The Strait of Hormuz is only 33 km wide.
Yet today, it is one of the most critical pressure points for global trade — and the ongoing war tensions in the Gulf region are sending shockwaves across industries worldwide.

For India’s corrugation and packaging sector, the impact is immediate and measurable.
This is not just geopolitics.
This is cost escalation, supply uncertainty, and margin pressure.
Why This War Is a Direct Threat to Supply Chains
The Strait of Hormuz connects the Persian Gulf to global shipping routes. Nearly:
- 20% of the world’s oil supply
- Around 20% of global LNG shipments
- About one-third of global urea trade
move through this narrow corridor.
When conflict escalates, shipping through this route becomes risky, restricted, or delayed. Insurance premiums rise. War-risk surcharges are added. Some vessels reroute entirely.
Several ships are now diverting around the Cape of Good Hope — adding 15–20 days to transit time.
That means:
- Higher freight cost
- Working capital stuck at sea
- Delivery uncertainty
- Increased landed cost

Why India Feels the Impact Faster
India imports nearly 88% of its crude oil requirement.
When war disrupts oil movement:
- Fuel prices rise
- Power generation cost increases
- Coal prices spike
- Transportation becomes expensive
- Currency volatility affects imports
For paper mills and corrugation plants, energy and logistics are core cost components — not optional overheads.
Even small fluctuations can shift profitability significantly.
Direct Impact on Corrugation & Paper Mills
1️⃣ Coal & Energy Cost Surge
Paper manufacturing is energy-intensive. Rising coal and fuel prices immediately increase reel production cost. Mills are forced to revise prices or operate under margin stress.
2️⃣ Imported Waste Paper & Chemical Delays
War-zone shipping risks have disrupted:
- Imported waste paper movement
- Chemical supply chains
- Specialty additives availability
Longer transit cycles disturb production planning for mills and downstream box manufacturers.

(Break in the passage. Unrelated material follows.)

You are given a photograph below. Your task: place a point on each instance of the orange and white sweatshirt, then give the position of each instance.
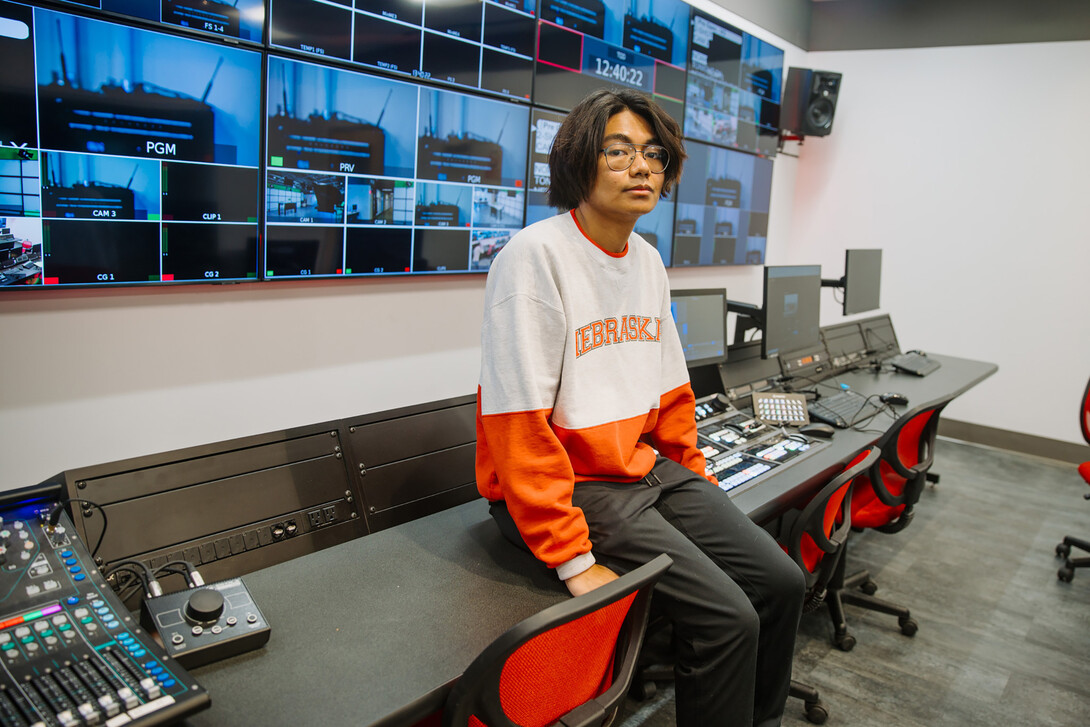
(581, 375)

3️⃣ Freight & War Risk Premiums
Shipping companies are adding:
- Conflict surcharges
- War-risk insurance charges
- Container repositioning costs
Freight is no longer stable — it is volatile and reactive to war developments.
What This Means for Box Manufacturers
For corrugation plants and allied industries, the war translates into:
- Sudden kraft paper price revisions
- “Subject to confirmation” booking policies
- Irregular supply schedules
- Margin compression on fixed contracts
- Increased working capital requirement
Industries like FMCG packaging, agri-exports, electronics packaging, and industrial cartons are already experiencing pressure.
Geopolitical war is no longer background noise.
It is now a pricing variable.
The Strategic Shift Required
In a war-driven supply environment, reactive buying can be dangerous.
Smart corrugation businesses are:
- Diversifying supplier sources
- Building buffer inventory for critical GSM grades
- Locking freight wherever possible
- Revising pricing clauses with end customers
- Closely monitoring currency movement
- Strengthening partnerships with reliable paper suppliers
Risk management is now part of procurement strategy.
The Larger Reality
The Strait of Hormuz may be 33 km wide.
But its disruption affects:
- Kraft paper pricing
- Liner board supply
- Fluting availability
- Coal markets
- Freight economics
- Packaging margins
War today does not remain at borders.
It moves through supply chains.
Our View at Go Bio Services
At Go Bio Services, we are closely tracking:
- Global paper and pulp trends
- Freight and shipment movements
- Energy and coal price fluctuations
- Import timelines
Our focus remains on transparency, proactive communication, and supporting our channel partners through volatility.
If you are in corrugation, packaging, or import-export, this is not distant international news.
It directly impacts your cost sheet.
And preparation will determine who protects margins — and who absorbs losses.